A peacemaking lesson from the people of Derry

Learning forgiveness from Bloody Sunday.

Ireland 311 (photo credit: AP)
Ireland 311
(photo credit: AP)
On January 30, 1972 British paratroopers opened fire on unarmed civilians on a civil rights march in Derry, Northern Ireland; 14 were killed, seven of them were teenagers.
Only now have the events of that winter’s day been put to rest with the publication of the Saville Inquiry’s report. The inquiry was set in motion by Tony Blair in 1998. After 12 years, 30 million words of testimony and £191 million, it tells us what everyone here in Ireland already knew: “On balance,” it says, the British soldiers fired first, on unarmed civilians. “In no case was any warning given before soldiers opened fire” and none of the soldiers “fired in response to attacks or threatened attacks by nail or petrol bombs.”
The soldiers later “knowingly put forward false accounts in order to seek to justify their firing.”
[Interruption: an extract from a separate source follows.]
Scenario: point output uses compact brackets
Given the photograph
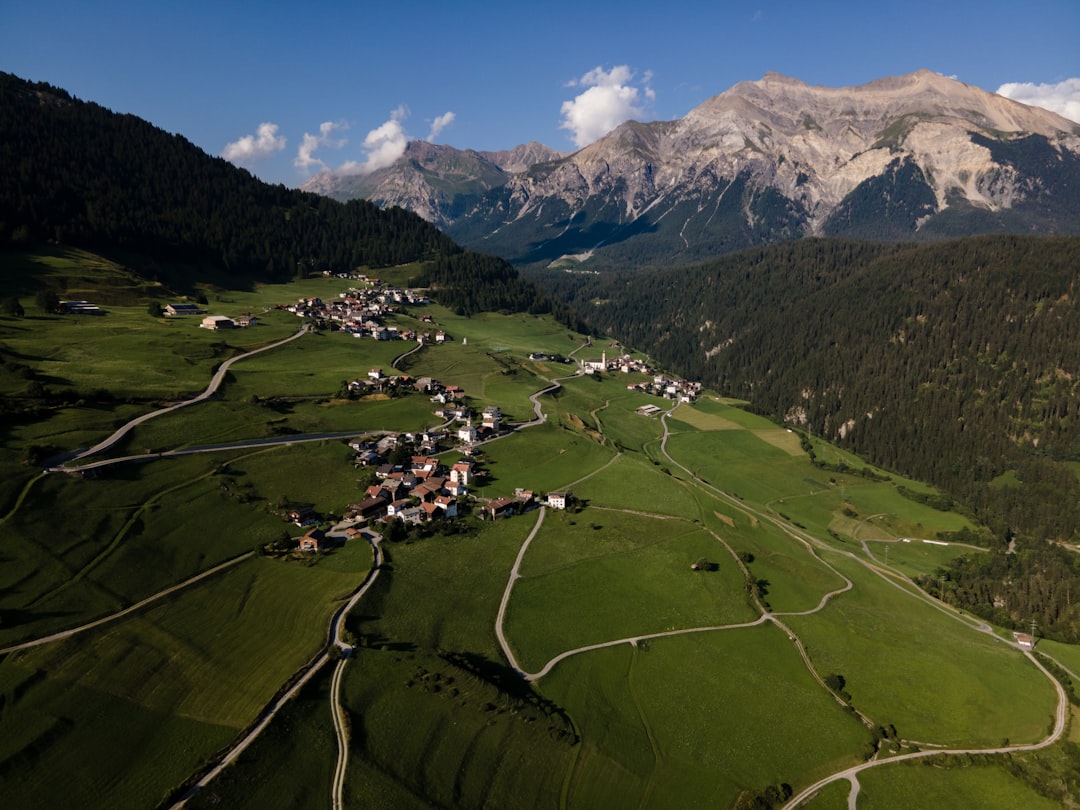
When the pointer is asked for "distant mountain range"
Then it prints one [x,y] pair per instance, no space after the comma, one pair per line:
[916,157]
Lord Saville’s findings also confirmed that many of those shot were fleeing the troops or assisting the wounded. After the report’s publication, Prime Minister David Cameron told a hushed House of Commons: “The conclusions of this report are absolutely clear.
There is no doubt, there is nothing equivocal, there are no ambiguities. What happened on Bloody Sunday was both unjustified and unjustifiable. It was wrong... The government is ultimately responsible for the conduct of our armed forces and for that, on behalf of the government – and indeed our country – I am deeply sorry.”
BLOODY SUNDAY was the spark that ignited a fire in Northern Ireland that was to burn out of control through the subsequent decades of murder and sectarian hatred.
The British government’s initial report, the Widgery report, only added fuel to the fire: It whitewashed events, and disparaged the dead, accusing the victims of firing weapons or handling bombs, heaping insult on top of grief. These false conclusions were based in part on faulty forensic evidence.
Many have already derided the inquiry as a pointless waste of time and money. Yet its true value may not lie so much in the report itself, but in the reaction to it: In Derry, several families triumphantly quoted the report, joyful that it at last cleared the victims of the allegations that they had been gunmen or nail-bombers.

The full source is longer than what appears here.